Ci siamo conosciuti per caso, Sophie ed io. Era un bel lunedì di autunno, al sesto piano di un edificio moderno. Ricordo ancora la luce che riflettevano i suoi occhi, illuminati dal sole che filtrava dalla grande vetrata alle nostre spalle. Non èstato un colpo di fulmine, con Sophie. Ci ha messo almeo 24 ore per conquistarmi. Ma poi, non mi ha più perso.
Di quel pranzo ricordo il sorriso, così luminoso e solare. E le mani, la grazia con cui le muoveva e accompagnava i discorsi che mi faceva. Mi ha parlato più con le mani che con le labbra.
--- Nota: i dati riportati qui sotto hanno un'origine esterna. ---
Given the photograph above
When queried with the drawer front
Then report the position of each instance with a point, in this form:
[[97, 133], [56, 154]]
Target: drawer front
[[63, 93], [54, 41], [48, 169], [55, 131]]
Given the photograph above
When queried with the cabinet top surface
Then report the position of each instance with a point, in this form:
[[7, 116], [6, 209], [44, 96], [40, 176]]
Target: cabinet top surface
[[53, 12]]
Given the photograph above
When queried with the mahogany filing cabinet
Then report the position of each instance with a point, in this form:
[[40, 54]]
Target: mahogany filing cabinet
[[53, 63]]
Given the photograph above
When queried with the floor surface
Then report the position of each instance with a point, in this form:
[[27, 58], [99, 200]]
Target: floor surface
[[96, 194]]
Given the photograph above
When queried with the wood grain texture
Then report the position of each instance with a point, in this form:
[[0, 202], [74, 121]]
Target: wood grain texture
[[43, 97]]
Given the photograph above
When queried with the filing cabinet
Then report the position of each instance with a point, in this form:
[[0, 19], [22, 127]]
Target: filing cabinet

Sophie non ha molti peli sulla lingua, sa sempre quello che vuole e va dritta al sodo. Per questo mi ha chiesto di raggiungerla a cena. Da lei. Ho provato a resisterle, ma era già scritto che doveva accadere. Sono uscito dalla palestra che pioveva. Viale Monza è lungo e snervante, ma quando piove è ancora più lungo e più snervante. La tuta da ginnastica in acetato fa in fretta a bagnarsi, e si appiccica alla pelle come carta moschicida. E' fastidiosa.
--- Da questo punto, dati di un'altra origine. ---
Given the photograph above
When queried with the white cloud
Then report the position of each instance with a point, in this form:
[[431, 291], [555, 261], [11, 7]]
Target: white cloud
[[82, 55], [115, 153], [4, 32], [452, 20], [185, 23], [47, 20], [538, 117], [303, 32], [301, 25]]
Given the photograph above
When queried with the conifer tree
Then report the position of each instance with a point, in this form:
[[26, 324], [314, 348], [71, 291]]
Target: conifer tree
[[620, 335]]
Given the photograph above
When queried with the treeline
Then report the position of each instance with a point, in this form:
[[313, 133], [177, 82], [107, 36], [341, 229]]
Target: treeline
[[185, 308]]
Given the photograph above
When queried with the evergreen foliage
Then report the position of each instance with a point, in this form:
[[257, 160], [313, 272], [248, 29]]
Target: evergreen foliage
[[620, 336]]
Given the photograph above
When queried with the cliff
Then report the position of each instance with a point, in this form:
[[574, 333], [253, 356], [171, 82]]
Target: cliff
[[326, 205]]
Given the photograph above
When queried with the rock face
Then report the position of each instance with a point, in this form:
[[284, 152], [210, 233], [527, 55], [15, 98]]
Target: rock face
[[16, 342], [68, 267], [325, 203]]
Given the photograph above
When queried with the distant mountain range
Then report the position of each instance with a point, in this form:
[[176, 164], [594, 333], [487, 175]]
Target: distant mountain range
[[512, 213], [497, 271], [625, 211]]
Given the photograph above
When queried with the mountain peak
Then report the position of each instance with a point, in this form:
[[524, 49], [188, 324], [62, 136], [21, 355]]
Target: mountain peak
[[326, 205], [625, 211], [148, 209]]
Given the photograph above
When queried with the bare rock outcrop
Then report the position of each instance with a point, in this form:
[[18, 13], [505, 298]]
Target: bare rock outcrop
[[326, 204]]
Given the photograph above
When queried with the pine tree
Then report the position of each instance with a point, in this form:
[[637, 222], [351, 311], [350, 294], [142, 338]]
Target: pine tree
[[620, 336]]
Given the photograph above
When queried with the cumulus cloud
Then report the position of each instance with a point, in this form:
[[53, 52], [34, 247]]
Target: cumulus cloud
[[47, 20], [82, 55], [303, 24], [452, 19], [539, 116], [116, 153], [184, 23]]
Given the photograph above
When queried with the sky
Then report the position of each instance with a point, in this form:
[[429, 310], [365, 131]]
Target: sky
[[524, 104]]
Ho divorato i quattro piani di scale in un solo sorso. Sono arrivato sull'ultima rampa e mi son reso conto di quanto fossi ridicolo, così bagnato pe rla pioggia e affannato per la corsa. Ho sperato che lei non fosse alla porta ad aspettarmi. Per fortuna il sugo stava friggendo, così lei doveva badarci e mi ha lasciato la porta socchiusa, senza accogliermi. Ho avuto il tempo di ristabilire un battito semi-normale del cuore, prima di entrare. E' durato poco. Ho attraversato la soglia e ha avuto un tonfo. Era solo la calma prima della tempesta. I battiti sono schizzat di nuovo a centoventi. Ma questa volta non era colpa dell'affanno. Era la casa. Erano le candele. Era il profumo di pasta all'amatriciana. Era l'aria. Era lei.
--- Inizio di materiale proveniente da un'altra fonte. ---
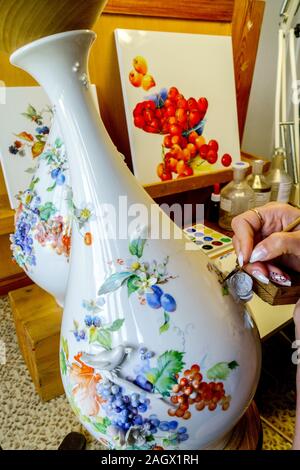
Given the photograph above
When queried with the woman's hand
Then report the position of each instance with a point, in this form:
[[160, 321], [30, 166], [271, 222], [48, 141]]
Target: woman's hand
[[296, 445], [259, 243]]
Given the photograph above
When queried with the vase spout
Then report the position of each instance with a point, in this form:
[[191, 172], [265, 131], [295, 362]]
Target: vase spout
[[65, 53]]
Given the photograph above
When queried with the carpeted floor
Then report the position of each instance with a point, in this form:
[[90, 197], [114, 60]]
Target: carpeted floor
[[27, 423]]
Sono andato a casa sua per una "visita di passaggio". Anche quando ho cominciato ad accarezzare il suo viso, accoccolato sulla mia gamba, ero convinto che sarebbe stato solo un "mordi e fuggi". Illuso. Già alla terza carezza cominciavo a sentire sui polsi il freddo aciaio delle manette che si stringevano. Quando le mie labbra hanno assaggiato le sue, nella mente è risuonato l'eco della doppia mandata del secondino di San Vittore. Definitivamente incastrato.
Col tempo ho imparato a conoscerla, ad amarla, a farla felice. Ma Sophie, Sophie è come l'aria: non la puoi incastrare.
Uno più famoso di me diceva:
E ho guardato dentro casa tua
e ho capito che era una follia
avere pensato che fossi soltanto mia
Sophie è insicura, instabile, inaffidabile.
Io amo Sophie.
Sophie non esiste.
O almeno, non nel mondo fisico che noi comunemente abitiamo.
Per dirla tutta, non si chiama nemmeno Sophie.